For his clients, documentation is the heart of compliance. Every dollar exchanged must have a clear explanation that ties back to patient care, not referral volume. It sounds simple, but in practice, it takes discipline.
Compliance as Culture
Okoye believes the biggest shift in healthcare law is cultural, not technical. Compliance is no longer a binder full of policies. It is a living process that must be embedded into how people work.
He states that the biggest mistake he observes is when leadership views compliance as a mere checklist. “It has to be part of the company’s identity.”
That means training every department, from finance to marketing, to understand how their actions connect to regulatory risk. When compliance becomes part of daily decision-making, it stops being a burden and starts being a competitive advantage.
What Comes Next
As regulators continue to tighten oversight, healthcare organizations are rethinking how they design contracts and incentive plans.

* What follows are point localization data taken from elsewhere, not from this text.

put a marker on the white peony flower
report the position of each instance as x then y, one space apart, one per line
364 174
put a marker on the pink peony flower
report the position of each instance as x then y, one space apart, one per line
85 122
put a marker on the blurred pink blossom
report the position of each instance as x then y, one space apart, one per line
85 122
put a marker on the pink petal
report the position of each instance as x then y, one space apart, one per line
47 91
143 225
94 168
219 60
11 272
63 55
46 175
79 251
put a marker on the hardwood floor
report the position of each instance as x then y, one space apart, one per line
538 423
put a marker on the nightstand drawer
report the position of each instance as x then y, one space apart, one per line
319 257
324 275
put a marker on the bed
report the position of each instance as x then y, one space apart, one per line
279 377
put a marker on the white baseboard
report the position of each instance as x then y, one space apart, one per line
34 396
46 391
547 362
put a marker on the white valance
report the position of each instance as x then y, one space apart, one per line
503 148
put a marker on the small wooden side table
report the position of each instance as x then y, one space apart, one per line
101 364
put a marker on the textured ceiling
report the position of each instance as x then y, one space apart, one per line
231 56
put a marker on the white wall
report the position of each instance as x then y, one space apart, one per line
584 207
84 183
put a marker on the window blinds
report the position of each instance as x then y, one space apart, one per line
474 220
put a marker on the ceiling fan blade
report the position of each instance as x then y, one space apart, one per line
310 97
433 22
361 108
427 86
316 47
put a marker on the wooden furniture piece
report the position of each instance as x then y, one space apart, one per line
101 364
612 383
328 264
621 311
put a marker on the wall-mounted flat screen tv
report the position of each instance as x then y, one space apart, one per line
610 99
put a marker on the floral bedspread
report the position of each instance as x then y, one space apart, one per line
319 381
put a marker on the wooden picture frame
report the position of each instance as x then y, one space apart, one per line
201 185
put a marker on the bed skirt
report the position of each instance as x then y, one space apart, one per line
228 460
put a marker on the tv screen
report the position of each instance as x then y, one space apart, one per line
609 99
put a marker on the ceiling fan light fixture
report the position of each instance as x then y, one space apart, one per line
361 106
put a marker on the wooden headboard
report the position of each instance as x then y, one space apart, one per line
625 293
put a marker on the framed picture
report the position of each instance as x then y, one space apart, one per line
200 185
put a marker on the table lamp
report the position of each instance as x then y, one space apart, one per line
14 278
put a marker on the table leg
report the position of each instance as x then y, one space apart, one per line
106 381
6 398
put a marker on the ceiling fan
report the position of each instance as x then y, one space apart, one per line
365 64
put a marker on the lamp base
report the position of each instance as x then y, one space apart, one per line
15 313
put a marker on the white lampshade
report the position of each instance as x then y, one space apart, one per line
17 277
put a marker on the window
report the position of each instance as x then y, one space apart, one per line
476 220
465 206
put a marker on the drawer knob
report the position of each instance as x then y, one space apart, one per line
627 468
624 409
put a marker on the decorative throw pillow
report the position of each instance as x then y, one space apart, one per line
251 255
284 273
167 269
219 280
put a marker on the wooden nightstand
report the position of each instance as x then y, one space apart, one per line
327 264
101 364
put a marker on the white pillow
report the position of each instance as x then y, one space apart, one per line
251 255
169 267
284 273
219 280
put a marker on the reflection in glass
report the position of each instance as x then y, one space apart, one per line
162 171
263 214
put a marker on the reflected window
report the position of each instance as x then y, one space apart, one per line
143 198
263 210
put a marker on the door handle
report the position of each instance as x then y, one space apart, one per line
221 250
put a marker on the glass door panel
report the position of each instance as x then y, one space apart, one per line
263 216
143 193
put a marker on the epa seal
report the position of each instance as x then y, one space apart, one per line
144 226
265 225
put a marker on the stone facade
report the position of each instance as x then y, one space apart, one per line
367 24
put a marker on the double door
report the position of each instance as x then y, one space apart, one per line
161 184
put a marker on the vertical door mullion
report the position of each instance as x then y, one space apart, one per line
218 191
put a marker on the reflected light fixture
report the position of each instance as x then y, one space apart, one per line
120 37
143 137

Many are simplifying payment models and adopting software that monitors referral and compensation data in real time.
For Steven Okoye, this evolution represents an opportunity. “The laws are old, but the purpose still fits,” he says. “They were written to protect patients, not punish innovation. The challenge is to make sure innovation happens within boundaries that people can trust.”
Steven believes the future of compliance will be defined by transparency, technology, and ethics. Artificial intelligence, data analytics, and telehealth will all expand the reach of healthcare, but they also increase exposure. That is why Okoye works with clients to build systems that can adapt not just to today’s rules, but to those that will come next.
The Takeaway
The Stark Law and Anti-Kickback Statute remain two of the most powerful tools in healthcare regulation. They continue to shape how care is delivered, how partnerships are built, and how patients are protected.
As Steven Okoye puts it, “Compliance is not about avoiding penalties. It is about earning trust. That trust is what makes the entire system work.”
In a world where medicine and business are increasingly connected, that kind of trust is more valuable than any contract could ever promise.